Él intentó encontrar las palabras adecuadas mientras Nathalia lo escuchaba con atención. Quería ser honesto y no crear falsas expectativas, pero ella dio poca importancia a los detalles: asintió con la cabeza y dirigió la mirada hacia las paredes del castillo.

—Oye, yo te salvé una vez, ¿lo olvidas? —dijo Liam, pero solo recibió el silencio como respuesta por parte de la niña. Todo a causa del recuerdo que los envolvía a ambos.

Caminó junto a Nathalia, quien lo seguía de cerca, mientras se dirigían hacia la entrada del castillo.
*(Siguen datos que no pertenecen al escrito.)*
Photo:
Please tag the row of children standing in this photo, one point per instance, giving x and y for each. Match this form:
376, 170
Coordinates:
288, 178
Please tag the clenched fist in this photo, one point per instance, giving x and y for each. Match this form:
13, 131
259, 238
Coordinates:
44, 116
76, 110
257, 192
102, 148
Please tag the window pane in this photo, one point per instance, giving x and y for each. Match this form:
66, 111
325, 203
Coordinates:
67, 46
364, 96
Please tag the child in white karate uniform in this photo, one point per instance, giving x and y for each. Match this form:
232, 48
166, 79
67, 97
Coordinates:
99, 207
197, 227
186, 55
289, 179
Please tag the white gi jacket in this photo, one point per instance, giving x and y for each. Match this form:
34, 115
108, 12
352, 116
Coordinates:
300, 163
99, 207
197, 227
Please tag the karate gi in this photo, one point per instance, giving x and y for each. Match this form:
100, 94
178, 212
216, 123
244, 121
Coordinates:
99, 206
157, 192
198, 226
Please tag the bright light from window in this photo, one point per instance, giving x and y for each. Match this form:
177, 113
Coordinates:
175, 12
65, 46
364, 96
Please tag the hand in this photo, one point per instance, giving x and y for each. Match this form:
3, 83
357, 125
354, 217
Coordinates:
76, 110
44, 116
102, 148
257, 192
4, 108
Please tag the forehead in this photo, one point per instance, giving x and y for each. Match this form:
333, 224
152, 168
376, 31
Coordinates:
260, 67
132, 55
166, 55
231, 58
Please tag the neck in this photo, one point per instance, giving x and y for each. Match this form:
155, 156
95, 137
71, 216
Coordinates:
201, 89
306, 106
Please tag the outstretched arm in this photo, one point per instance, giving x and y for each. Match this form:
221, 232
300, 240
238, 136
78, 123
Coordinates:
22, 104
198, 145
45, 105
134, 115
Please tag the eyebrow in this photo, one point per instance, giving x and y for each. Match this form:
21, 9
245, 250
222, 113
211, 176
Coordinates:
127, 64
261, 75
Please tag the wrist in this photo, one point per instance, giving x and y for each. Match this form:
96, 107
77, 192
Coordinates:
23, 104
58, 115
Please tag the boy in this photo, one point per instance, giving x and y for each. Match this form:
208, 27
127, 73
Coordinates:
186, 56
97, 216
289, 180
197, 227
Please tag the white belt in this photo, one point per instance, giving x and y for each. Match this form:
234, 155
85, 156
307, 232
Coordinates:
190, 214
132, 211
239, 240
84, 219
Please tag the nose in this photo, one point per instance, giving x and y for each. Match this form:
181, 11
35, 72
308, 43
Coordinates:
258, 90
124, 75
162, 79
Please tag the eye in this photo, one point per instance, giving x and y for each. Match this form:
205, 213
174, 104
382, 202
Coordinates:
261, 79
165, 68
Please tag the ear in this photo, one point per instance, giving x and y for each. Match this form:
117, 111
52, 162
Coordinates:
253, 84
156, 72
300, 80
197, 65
A medida que avanzaban, podían observar cómo la penumbra envolvía el lugar, pero también se podían apreciar las luces que se dispersaban por el suelo y se extendían hacia los portales.

Los tres avanzaron por la entrada hasta llegar a un costado del vehículo, donde el mayordomo abrió la puerta para que pudieran ingresar en él.

Ella subió primero, seguida por él, y Alan fue el último en entrar. El mayordomo se dirigió a la parte delantera, a un lado del chófer, mientras el último niño observaba la imponente imagen del castillo que se alzaba a un costado antes de que comenzaran a moverse.

—Dos años... —murmuró Alan para sí mismo.

—¿Señor? —inquirió el mayordomo, notando cierta sospecha en su tono de voz. Entre tanto, Liam molestaba a Nathalia en la parte trasera del vehículo, haciéndole preguntas que ella se negaba a responder.

—Llévame a casa, Virgilio. Hay una carta que debí leer hace mucho tiempo.

El heredero de los Adlers parecía haber aceptado la voluntad impuesta por su linaje sobre la suya propia. El vehículo comenzó su trayecto y se alejó, dejando atrás la imponente imagen del regente de Erebu, quien observaba desde uno de los ventanales del castillo.